Chavismo e a ressignificação de Bolívar
Hugo Chávez é eleito em 1998 e logo em seu primeiro ano de mandato promove uma mudança radical e troca o nome do país para República Bolivariana da Venezuela. A inclusão se deu em meio a um aprofundamento das ideias de Bolívar dentro do Estado. Sinal disso é também o processo político liderado pelo presidente, que passou a ser chamado de Revolução Bolivariana.
O governo incorpora os ideais de Bolívar e revisa os principais escritos do libertador. A união entre os países latino-americanos, o anti-imperialismo e anticolonialismo e a autodeterminação dos povos foram os principais aspectos trazidos pelo chavismo.
A evocação à figura de Bolívar como parte do processo político já era desenhada por Chávez desde muito antes da sua posse. O então militar ajudou a fundar o Movimento Bolivariano Revolucionário 200, em 1982, já como uma articulação política dentro do Exército.
“Desde 1983, um dos fundamentos que Chávez usa com a MBR-200 para implementar a práxis é o processo bolivariano. Isso moldará tudo o que se tornará a proposta política que será finalmente apresentada em 1999, que implicará um processo constituinte. O chavismo vai denunciar, e vai tentar construir seu projeto político partindo do fato de que, de alguma forma, esse fundamento do ideário bolivariano vai além do meramente comemorativo”, explica Carlos Gil.
O colapso do modelo democrático representativo nas décadas de 1980 e 1990 na Venezuela ajudou a impulsionar esse processo. Na década de 90, há uma ruptura absoluta da percepção coletiva sobre a política e a representação, especialmente depois do segundo governo de Carlos Andrés Pérez e do Caracazo. A partir disso, Bolívar ressurge na retórica política como valor moral e referência.
Carlos Gil destaca que, desde que Chávez trouxe a imagem de Bolívar para o centro da política, há uma discussão teórica permanente em torno do que é uma “prática bolivariana”.
“De uma perspectiva de práxis política, até que ponto isso é prático? Uma avaliação é necessária. Quando falamos de diplomacia de paz bolivariana, o que isso significa? Quando falamos de um sistema educacional bolivariano, a que isso se refere? Quando falamos de uma estrutura estatal baseada em ideias bolivarianas, o que é isso? De uma perspectiva política, é mais ou menos isso que essa proposta que surgiu em 1999 está tentando moldar”, conta.
A retomada do debate em torno de Bolívar com o chavismo transcendeu a política e se tornou uma questão perene nas discussões sobre a sociedade venezuelana.

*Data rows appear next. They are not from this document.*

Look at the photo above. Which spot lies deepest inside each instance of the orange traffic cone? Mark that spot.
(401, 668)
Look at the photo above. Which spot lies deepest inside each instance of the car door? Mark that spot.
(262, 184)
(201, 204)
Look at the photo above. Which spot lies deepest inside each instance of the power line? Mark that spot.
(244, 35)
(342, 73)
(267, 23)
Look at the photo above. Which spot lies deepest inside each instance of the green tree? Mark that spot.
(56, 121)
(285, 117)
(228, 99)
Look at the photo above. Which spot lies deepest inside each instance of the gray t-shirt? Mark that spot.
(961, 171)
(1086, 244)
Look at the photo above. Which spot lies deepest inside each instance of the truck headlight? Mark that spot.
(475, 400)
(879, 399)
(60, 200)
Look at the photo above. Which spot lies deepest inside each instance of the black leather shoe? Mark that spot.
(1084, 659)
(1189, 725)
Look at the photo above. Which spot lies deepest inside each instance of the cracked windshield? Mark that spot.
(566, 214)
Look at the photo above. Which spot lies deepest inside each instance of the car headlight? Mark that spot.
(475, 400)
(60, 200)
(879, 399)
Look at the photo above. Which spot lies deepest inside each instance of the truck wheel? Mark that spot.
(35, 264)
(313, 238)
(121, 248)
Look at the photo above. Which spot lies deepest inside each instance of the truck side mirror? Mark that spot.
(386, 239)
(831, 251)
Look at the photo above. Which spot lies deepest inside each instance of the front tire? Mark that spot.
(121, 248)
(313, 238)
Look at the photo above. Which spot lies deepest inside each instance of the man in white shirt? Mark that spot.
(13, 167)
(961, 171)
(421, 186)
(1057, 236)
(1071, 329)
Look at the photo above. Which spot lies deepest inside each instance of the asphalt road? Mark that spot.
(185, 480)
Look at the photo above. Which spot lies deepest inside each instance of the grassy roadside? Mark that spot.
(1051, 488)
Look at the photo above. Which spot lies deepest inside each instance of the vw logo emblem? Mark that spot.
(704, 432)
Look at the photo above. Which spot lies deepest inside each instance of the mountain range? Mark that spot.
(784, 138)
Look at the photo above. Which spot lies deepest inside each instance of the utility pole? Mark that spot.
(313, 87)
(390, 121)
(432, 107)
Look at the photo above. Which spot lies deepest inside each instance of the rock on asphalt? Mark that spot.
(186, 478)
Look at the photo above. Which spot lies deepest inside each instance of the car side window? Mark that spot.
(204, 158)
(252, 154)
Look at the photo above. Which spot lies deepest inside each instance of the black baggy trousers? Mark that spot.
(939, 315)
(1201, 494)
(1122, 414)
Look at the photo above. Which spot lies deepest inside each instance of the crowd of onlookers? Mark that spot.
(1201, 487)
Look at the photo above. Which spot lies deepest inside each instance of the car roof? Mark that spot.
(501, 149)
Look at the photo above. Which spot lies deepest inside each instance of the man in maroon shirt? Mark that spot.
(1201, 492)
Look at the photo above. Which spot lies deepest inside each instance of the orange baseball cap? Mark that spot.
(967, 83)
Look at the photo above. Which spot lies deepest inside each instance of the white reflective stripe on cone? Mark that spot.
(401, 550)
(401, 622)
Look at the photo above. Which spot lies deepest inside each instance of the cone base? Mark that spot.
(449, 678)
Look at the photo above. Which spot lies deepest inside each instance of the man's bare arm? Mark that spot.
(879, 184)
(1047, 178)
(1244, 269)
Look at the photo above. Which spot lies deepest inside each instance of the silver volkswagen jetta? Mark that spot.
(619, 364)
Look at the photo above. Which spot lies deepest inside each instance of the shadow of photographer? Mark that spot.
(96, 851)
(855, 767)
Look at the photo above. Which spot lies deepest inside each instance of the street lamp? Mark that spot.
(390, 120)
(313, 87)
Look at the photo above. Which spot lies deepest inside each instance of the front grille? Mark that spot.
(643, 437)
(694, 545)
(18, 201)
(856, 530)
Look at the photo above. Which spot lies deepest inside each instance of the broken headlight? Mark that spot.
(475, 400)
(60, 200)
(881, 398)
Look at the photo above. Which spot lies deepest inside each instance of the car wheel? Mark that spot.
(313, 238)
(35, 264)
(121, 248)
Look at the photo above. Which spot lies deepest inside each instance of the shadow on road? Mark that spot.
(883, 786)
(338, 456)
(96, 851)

A conceituação do bolivarianismo na política não está concluída, mas a proposta dos governos chavistas é manter essa questão viva para construir a ideia de Revolução Bolivariana enquanto o processo está em curso.
“Não lhe dizemos para tornar essas ideias práticas, ou seja, que não se trata apenas de um conceito comemorativo, mas de um conceito prático, funcional, em torno do que é essa proposta chamada República Bolivariana da Venezuela”, conclui Carlos Gil.